Appellant James Newman (husband) and appellee Judy Newman (wife) were married in May 2007. Just before their wedding, they executed a 20-page type-written prenuptial agreement to which they added a handwritten provision acknowledging “that there are certain ambiguities contained [within] the body of this document which each party agrees to clarify and re-write within 30 days of the date of execution hereof.” Wife filed for divorce in 2011. After a hearing, the trial court granted wife’s motion to enforce the prenuptial agreement and entered a judgment of divorce incorporating its terms. We granted husband’s application for discretionary appeal pursuant to Supreme Court Rule 34 (4), and for the reasons that follow, we affirm the judgment of the trial court.

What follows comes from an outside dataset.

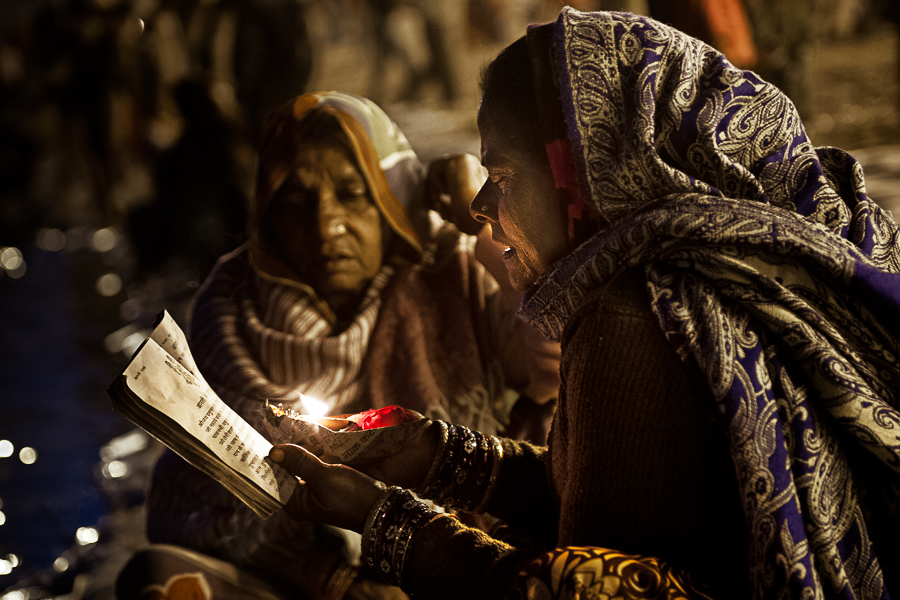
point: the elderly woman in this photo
(726, 296)
(351, 293)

Husband contends the trial court erred by enforcing the prenuptial agreement because the addition of the handwritten language left *636the parties with an unenforceable “agreement to agree.” Kreimer v. Kreimer, 274 Ga. 359 (552 SE2d 826) (2001) (contract that fails to establish essential term and leaves settling of term to be agreed upon later is unenforceable); Bd. of Drainage Commrs. v. Karr & Moore, 157 Ga. 284, 299 (121 SE 298) (1924) (contract that leaves terms and conditions to future negotiations is of no effect). In essence, husband argues that any agreement the parties may have had was voided by the addition of the language indicating their belief that the agreement contained ambiguities and their intent to clarify such ambiguities.

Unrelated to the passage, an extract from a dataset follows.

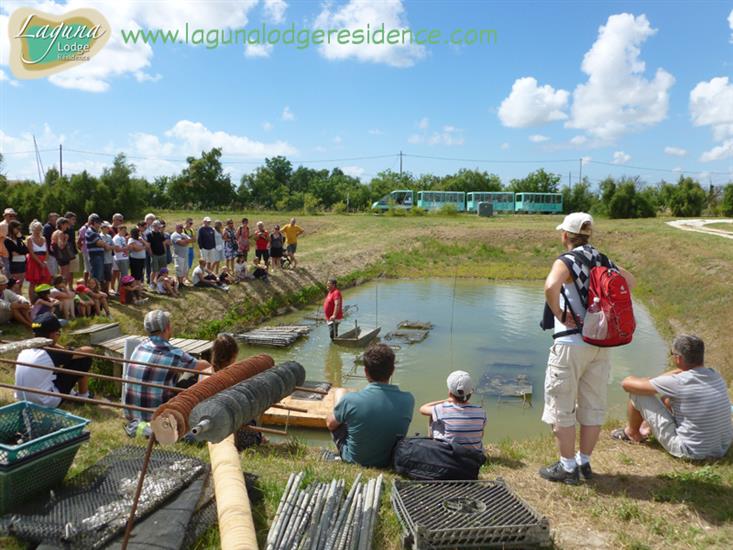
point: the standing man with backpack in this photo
(576, 380)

While we agree with husband that a contract to enter into a contract in the future is of no legal effect, we do not agree that the agreement in this case constitutes such a contract. First, unlike the cases husband relies upon, nothing in the language of the agreement itself demonstrates it was incomplete or tentative at the time it was executed. Compare Bd. of Drainage Commrs. at 299 (finding unenforceable contract declaring it was a tentative contract and final contract would be executed after changes made); Hartrampf v. Citizens & Southern Realty Investors, 157 Ga. App. 879, 881 (278 SE2d 750) (1981) (agreement within a contract to negotiate for a second future loan rendered contract unenforceable); Becher v. Becher, 706 NYS2d 619 (N.Y. Sup. Ct. 2000) (agreement that more comprehensive antenuptial agreement will be discussed and drafted by agreed to attorney unenforceable). Moreover, husband has not identified any essential term left to future negotiation.1 Deferral of agreement on a nonessential term does not invalidate an otherwise valid contract. Goobich v. Waters, 283 Ga. App. 53, 56 (640 SE2d 606) (2006). See Kreimer, supra, 274 Ga. at 363 (2) (deferral of division of stock “by mutual agreement” at a future date did not render settlement unenforceable).
Second, the inclusion of a provision indicating the parties’ belief that the agreement contains ambiguities does not render the agreement an unenforceable agreement to agree. In fact, our review demonstrates the agreement between the parties contains all essential elements of an enforceable contract. See OCGA § 13-3-1 (“To constitute a valid contract, there must be parties able to contract, a consideration moving to the contract, the assent of the parties to the terms of the contract, and a subject matter upon which the contract can operate.”). The agreement was voluntarily executed after lengthy negotiations and consultation with independent counsel. It clearly *637and precisely identifies the parties’ intent to resolve all issues in the event their marriage ended in divorce, the legal rights each waived by entering into the agreement, the property rights of each should the marriage end in divorce, and the assets belonging to each prior to the marriage. The language of the agreement itself presents no lack of certainty which would render the entire agreement unenforceable. See Brack v. Brownlee, 246 Ga. 818, 821 (273 SE2d 390) (1980) (contract containing vague ancillary clause does not vitiate entire contract); Buckner v. Mallett, 245 Ga. 245, 247 (264 SE2d 182) (1980) (although specific contract provision may be unenforceable due to vagueness, vagueness in that provision does not vitiate entire contract). The parties’ belief that the contract contained “certain ambiguities” does not mean they did not intend to be bound by the essential terms to which they already agreed. See Russell v. City of Atlanta, 103 Ga. App. 365, 367 (119 SE2d 143) (1961) (“ ‘To be enforceable the minds of the contracting parties must be in such agreement on the subject matter upon which the contract purports to operate that either party might support an action thereon.’ [Cit.]”).
Decided October 1, 2012. Mayoue, Gray & Eittreim, Theodore S. Eittreim, for appellant. Kessler, Schwarz & Solomiany, Dennis G. Collard, for appellee.Because the language of the prenuptial agreement demonstrates the parties reached a complete agreement regarding the disposition of property in the event their marriage ended in divorce, we conclude the trial court did not err by granting wife’s motion to enforce the agreement and incorporating the agreement into the final divorce decree.
Judgment affirmed.
All the Justices concur.In fact, as noted by the trial court, husband has failed at every point in the litigation to identify any ambiguity in the agreement.